The issue that started this whole adventure, how to scale up our instances in a reliable way, was now ridiculously easy. We did some load tests to investigate the CPU and memory utilization, and then implemented a horizontal scaling policy that was triggered when the running instances reached a significant CPU load.
Final thoughts
The stateless approach has saved us time, effort, and resources since we can easily scale horizontally in production and we don’t need to consider which instances the clients should connect to. There is always a trade-off between scaling vertically and horizontally. If money were never a problem, scaling vertically is almost always easier. Do you need more memory or computation power? Go get it! Run it on a better machine! At some point this becomes unreasonable, and then you have to rethink the architecture of the solution, in our case by creating stateless services that are easy to scale horizontally.
This adventure of scalable machine learning applications will continue with developing new features to make the application even better. Stateless is good, but our use case would benefit from keeping track of the clients’ activities. Usually, one point cloud contains multiple objects that will be annotated, and with the current stateless solution, parts of the same point cloud will be downloaded multiple times. It seems that different design solutions will always have some drawbacks, where on one hand we don’t benefit from being completely stateless but on the other hand involving states makes scaling tricky.
Also, having a human in the loop puts a lot of demand on our applications, especially when it comes to responsiveness and user-friendliness. As we roll out the applications to more and more annotators, we get feedback from them which we are thankful for. Response time and different requirements from the users will make sure we develop these applications in new directions in the future.
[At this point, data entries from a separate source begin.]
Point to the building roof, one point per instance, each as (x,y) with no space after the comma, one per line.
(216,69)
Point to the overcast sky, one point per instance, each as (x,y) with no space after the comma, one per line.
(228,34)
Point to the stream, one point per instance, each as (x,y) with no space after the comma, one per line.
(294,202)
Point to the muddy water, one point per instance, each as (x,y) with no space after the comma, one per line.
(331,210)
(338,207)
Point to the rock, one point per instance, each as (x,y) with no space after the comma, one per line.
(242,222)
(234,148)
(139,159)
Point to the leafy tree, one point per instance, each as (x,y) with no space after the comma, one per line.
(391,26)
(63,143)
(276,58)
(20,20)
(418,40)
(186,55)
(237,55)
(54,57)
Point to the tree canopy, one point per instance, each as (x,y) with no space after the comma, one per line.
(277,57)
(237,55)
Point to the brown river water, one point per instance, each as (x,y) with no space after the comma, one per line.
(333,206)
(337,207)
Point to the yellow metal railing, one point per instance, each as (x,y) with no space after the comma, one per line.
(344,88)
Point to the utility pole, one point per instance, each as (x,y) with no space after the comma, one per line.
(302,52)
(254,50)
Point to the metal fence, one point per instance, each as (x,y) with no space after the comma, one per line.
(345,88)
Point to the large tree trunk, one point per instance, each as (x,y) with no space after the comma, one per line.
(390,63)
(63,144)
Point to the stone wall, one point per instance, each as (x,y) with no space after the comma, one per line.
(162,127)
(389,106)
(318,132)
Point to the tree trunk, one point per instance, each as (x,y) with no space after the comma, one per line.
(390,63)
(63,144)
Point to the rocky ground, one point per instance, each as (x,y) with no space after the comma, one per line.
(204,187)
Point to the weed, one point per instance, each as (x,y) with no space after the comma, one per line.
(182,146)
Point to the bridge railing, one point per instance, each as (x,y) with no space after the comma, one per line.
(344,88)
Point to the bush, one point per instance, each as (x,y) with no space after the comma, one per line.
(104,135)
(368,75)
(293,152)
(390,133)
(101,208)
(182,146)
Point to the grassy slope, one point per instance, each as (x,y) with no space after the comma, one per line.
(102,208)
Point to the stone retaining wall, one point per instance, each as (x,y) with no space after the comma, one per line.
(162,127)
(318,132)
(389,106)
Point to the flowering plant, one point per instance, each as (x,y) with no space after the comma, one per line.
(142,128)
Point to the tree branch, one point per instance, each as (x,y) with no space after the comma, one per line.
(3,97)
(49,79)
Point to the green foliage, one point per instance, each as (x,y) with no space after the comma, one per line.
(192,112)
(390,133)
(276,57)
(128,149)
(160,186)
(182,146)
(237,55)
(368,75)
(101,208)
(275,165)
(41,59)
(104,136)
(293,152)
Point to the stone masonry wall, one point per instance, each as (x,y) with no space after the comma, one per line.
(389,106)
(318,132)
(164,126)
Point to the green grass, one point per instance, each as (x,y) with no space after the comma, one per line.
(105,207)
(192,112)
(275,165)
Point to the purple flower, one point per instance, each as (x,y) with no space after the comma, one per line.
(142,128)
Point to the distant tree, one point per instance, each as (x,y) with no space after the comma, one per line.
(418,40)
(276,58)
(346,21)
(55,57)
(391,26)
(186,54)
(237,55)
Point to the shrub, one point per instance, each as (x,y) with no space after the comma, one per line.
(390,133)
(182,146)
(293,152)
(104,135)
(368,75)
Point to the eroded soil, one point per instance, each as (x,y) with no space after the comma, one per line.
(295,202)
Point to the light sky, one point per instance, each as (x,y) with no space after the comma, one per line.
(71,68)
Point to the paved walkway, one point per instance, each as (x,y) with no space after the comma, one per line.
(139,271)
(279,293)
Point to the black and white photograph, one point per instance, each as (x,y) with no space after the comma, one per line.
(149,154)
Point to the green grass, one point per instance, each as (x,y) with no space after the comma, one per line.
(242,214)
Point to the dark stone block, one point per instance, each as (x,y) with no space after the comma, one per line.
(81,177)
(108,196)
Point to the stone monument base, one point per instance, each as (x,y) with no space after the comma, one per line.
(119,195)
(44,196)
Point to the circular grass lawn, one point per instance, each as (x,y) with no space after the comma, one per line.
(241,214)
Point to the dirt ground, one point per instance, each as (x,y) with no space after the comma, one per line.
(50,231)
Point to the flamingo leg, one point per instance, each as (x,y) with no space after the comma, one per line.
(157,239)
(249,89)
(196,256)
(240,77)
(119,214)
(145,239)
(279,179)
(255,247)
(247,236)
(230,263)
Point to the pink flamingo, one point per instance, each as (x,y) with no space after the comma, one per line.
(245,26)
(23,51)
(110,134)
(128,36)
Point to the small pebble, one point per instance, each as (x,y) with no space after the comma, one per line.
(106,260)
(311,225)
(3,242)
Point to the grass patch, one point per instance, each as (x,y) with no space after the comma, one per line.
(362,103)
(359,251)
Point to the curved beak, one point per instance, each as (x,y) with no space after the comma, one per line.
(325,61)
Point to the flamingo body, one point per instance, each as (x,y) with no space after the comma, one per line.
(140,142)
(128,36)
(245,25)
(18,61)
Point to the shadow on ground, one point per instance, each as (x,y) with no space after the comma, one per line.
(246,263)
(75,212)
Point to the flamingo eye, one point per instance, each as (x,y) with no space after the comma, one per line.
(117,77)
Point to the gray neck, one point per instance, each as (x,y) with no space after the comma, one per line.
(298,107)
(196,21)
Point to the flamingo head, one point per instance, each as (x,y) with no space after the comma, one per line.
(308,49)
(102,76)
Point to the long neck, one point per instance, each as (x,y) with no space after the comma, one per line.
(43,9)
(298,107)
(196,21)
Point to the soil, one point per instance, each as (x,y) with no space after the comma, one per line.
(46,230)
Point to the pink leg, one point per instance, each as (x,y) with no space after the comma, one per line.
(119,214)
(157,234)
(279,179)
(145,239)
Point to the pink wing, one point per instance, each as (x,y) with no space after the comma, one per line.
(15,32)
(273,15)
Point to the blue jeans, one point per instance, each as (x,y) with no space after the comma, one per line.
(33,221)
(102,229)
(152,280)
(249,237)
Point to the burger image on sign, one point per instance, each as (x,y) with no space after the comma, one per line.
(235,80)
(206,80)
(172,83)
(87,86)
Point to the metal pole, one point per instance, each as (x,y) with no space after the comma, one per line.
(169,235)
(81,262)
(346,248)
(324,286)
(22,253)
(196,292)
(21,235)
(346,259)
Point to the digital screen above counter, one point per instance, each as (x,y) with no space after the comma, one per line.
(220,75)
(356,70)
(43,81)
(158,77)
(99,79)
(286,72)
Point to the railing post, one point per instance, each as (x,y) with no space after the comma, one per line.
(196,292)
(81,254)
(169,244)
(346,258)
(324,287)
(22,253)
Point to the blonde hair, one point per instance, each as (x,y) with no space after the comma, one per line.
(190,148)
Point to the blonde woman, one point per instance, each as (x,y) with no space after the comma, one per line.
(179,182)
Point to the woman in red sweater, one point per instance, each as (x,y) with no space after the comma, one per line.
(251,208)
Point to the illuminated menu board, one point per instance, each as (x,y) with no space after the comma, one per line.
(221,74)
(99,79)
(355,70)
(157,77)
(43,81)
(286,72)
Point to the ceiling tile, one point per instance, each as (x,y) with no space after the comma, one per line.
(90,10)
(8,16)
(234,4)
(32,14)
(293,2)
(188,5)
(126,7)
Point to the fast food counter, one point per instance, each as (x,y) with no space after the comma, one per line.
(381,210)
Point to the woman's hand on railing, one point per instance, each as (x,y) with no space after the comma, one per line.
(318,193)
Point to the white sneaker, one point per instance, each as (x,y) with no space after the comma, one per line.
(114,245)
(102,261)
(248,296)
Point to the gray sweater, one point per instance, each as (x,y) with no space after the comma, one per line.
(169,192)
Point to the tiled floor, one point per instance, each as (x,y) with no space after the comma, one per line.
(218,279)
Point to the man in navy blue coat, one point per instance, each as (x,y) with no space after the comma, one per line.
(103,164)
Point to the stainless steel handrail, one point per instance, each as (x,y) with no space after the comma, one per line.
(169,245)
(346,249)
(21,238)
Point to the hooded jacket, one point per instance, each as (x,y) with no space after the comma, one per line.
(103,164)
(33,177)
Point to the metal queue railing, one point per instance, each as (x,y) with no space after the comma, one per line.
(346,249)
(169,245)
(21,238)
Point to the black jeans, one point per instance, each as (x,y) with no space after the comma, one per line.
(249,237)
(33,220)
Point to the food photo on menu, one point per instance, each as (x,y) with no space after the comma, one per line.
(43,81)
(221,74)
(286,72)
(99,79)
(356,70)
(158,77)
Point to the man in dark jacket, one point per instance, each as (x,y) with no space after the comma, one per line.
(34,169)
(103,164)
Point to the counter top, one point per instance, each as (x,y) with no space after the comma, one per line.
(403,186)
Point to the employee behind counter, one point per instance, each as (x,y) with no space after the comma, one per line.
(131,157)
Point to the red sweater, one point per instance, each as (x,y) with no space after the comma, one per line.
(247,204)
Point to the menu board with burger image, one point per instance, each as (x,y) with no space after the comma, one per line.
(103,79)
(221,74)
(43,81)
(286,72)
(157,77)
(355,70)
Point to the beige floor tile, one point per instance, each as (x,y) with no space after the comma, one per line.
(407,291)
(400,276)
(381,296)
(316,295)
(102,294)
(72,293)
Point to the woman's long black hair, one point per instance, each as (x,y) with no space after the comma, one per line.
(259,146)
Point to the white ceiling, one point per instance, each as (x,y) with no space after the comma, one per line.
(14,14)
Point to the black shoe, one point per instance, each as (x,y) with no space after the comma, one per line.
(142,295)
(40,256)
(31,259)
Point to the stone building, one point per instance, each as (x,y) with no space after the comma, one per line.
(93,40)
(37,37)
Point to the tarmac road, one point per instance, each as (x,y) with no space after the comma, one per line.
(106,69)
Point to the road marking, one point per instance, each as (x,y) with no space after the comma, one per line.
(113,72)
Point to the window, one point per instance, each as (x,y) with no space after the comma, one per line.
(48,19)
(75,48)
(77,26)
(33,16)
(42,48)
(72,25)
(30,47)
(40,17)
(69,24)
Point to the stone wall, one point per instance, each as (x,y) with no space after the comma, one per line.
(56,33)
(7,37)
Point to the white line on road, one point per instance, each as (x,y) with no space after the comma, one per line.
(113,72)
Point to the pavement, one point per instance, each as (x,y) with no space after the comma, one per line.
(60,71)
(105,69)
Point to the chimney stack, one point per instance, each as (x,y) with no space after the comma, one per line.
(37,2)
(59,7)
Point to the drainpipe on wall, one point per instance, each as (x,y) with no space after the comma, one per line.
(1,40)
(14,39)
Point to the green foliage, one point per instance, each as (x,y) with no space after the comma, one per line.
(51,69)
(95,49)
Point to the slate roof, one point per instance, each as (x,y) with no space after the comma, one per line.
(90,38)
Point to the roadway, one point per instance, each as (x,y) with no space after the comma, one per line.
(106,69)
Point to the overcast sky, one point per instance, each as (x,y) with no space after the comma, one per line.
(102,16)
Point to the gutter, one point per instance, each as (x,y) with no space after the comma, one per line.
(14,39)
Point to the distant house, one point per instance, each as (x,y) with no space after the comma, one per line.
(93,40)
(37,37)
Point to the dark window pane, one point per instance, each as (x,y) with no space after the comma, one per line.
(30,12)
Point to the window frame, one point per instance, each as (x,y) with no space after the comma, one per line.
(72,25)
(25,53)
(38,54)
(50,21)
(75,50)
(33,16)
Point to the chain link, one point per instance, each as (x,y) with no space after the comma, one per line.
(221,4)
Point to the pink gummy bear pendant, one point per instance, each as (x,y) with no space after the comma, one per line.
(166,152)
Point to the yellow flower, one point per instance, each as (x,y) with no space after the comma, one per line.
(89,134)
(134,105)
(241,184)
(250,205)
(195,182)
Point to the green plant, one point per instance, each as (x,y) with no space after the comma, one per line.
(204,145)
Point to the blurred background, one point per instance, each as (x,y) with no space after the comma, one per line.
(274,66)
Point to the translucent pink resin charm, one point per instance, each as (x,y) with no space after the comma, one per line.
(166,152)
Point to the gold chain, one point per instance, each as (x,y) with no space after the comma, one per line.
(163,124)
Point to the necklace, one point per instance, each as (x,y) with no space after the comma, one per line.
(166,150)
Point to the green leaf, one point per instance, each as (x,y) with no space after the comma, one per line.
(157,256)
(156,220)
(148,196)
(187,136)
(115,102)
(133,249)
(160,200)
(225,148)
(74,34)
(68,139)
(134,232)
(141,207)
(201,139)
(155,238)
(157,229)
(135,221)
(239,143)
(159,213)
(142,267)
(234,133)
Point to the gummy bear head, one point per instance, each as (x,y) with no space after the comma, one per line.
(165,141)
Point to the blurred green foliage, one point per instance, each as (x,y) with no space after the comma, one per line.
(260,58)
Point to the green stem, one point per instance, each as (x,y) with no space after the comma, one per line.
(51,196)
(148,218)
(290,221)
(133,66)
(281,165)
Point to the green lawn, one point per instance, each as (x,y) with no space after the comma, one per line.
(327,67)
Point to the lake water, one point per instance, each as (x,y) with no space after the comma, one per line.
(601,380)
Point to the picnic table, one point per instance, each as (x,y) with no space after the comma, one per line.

At Kognic we are always looking out for new state of the art machine learning techniques that we can use in our annotation platform to annotate data faster with even higher quality. For our next project, we have learned to:
- Consider if the new machine learning service needs to be interactively used by the annotators, and if so,
- Early identify possible bottlenecks that might be slow in the machine learning application,
- Make sure to utilize the human in the loop as much as possible. It is an amazing source of ground truth to be able to get instant feedback on the predictions, or let the annotator indicate regions of interest, or have knowledge of both the future and the past in a video sequence.
Good luck with your next machine learning project and happy coding!